Personal information
- Full name: Michael Buskermolen
- Date of birth: 2 March 1972 (age 53)
- Place of birth: Leimuiden, Netherlands
- Height: 1.83 m (6 ft 0 in)
- Position(s): Midfielder

Youth career
- RKDES
- 1988–1990: AZ

Senior career*
- Years: Team / Apps / (Gls)
- 1990–2006: AZ / 399 / (52)

= Michael Buskermolen =

Dutch footballer

Michael Buskermolen (born 2 March 1972) is a Dutch former professional footballer who played for AZ for his entire professional career.

==Club career==
He spent all of his sixteen-year career at AZ, initially appearing for first team in the 1990–91 campaign. Buskermolen is also called "Mr. AZ" for his ultimate faithfulness.

A left-sided midfielder, Buskermolen played 399 league games for AZ following his debut and later worked in AZ's youth department.
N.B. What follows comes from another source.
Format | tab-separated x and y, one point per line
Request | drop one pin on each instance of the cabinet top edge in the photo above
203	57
His final appearance was as a substitute in the 5-0 defeat of RBC Roosendaal on February 7, 2006.

==Personal life==
Buskermolen has lived almost his entire life in the village of Kudelstaart, where his father grew roses.
After retiring as a player, Buskermolen coached the AZ youth teams until 2015, when he finally decided to leave the club and start his own football school in Kudelstaart.